Predicate Information (identified by operation id):
---------------------------------------------------
 
   3 - filter("A"."COOKIE"='gingerbread')
   5 - filter("C"."COOKIE">'gingerbread')
   6 - filter("B"."COOKIE"<"C"."COOKIE")
   7 - access("A"."COOKIE"<"B"."COOKIE")
       filter("A"."COOKIE"<"B"."COOKIE")
   8 - filter("B"."COOKIE">'gingerbread')

But, even though it now seems to understands the transitivity, that understanding is still flawed, because if we put the implicit condition of a.cookie < c.cookie, which offers no functional change, we still get different plans with different joins and estimates.

SELECT *
  FROM cookies a, cookies b, cookies c
 WHERE a.cookie < b.cookie
   AND b.cookie < c.cookie
   AND a.cookie < c.cookie
   AND a.cookie = 'gingerbread';
   
-------------------------------------------------
| Id  | Operation            | Name    | E-Rows |
-------------------------------------------------
|   0 | SELECT STATEMENT     |         |      8 |
|   1 |  MERGE JOIN          |         |      8 |
|   2 |   NESTED LOOPS       |         |      4 |
|*  3 |    TABLE ACCESS FULL | COOKIES |      1 |
|*  4 |    TABLE ACCESS FULL | COOKIES |      4 |
|*  5 |   FILTER             |         |        |
|*  6 |    SORT JOIN         |         |      8 |
|*  7 |     TABLE ACCESS FULL| COOKIES |      8 |
-------------------------------------------------
 
Predicate Information (identified by operation id):
---------------------------------------------------
 
   3 - filter("A"."COOKIE"='gingerbread')
   4 - filter("A"."COOKIE"<"C"."COOKIE" AND "C"."COOKIE">'gingerbread')
   5 - filter("B"."COOKIE"<"C"."COOKIE")
   6 - access("A"."COOKIE"<"B"."COOKIE")
       filter("A"."COOKIE"<"B"."COOKIE")
   7 - filter("B"."COOKIE">'gingerbread')

So, what are the lessons here?

First, I really like oatmeal cookies.

Second, I’m reminded that I should bake more.

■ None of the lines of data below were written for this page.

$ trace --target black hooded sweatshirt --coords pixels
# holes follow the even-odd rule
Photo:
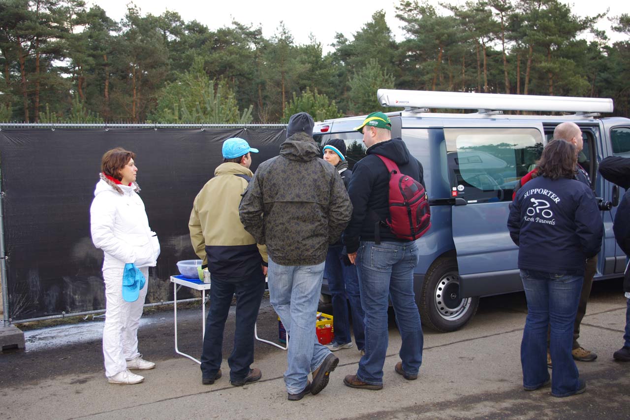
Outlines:
[[[373,144],[367,154],[353,168],[348,186],[348,194],[352,202],[352,219],[343,238],[348,254],[358,249],[360,241],[374,241],[377,225],[381,241],[407,242],[396,238],[389,228],[379,223],[389,218],[389,173],[385,163],[376,155],[391,159],[401,173],[425,185],[422,165],[411,156],[400,138]]]

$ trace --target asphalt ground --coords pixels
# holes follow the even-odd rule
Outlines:
[[[325,309],[325,308],[323,308]],[[256,342],[255,383],[229,384],[234,307],[226,325],[224,376],[201,384],[198,365],[175,353],[172,311],[143,317],[140,351],[157,363],[139,372],[136,385],[109,384],[103,369],[98,318],[71,325],[27,330],[26,350],[0,354],[2,419],[621,419],[630,418],[630,363],[612,353],[623,344],[626,303],[621,282],[596,282],[582,322],[580,342],[598,354],[578,362],[585,394],[565,399],[549,387],[522,388],[520,345],[526,304],[523,293],[481,299],[473,320],[459,331],[425,330],[423,365],[417,380],[394,371],[400,337],[390,317],[389,347],[380,391],[345,387],[360,355],[356,347],[336,352],[340,361],[319,395],[287,400],[282,374],[286,352]],[[198,357],[200,306],[178,311],[180,349]],[[276,339],[278,324],[268,300],[258,317],[259,336]]]

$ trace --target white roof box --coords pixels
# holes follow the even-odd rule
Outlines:
[[[379,89],[377,96],[379,103],[384,107],[554,112],[612,112],[612,100],[607,98],[395,89]]]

Third, if you’re stuck on a query where the optimizer seems like it’s ignoring some crucial information, it may be a hole in its logic where it doesn’t extend “obvious” rules throughout the plan. If so, it may be worth changing the where conditions to include, exclude or alter functionally identical conditions.

For example:
WHERE a=b and b=c
could be written
WHERE a=b and a=c
Or
WHERE a=b and a=c and b=c

All three conditions are functionally identical; but writing them in different ways could hide or expose information the optimizer can’t derive on its own (even if we think it should.)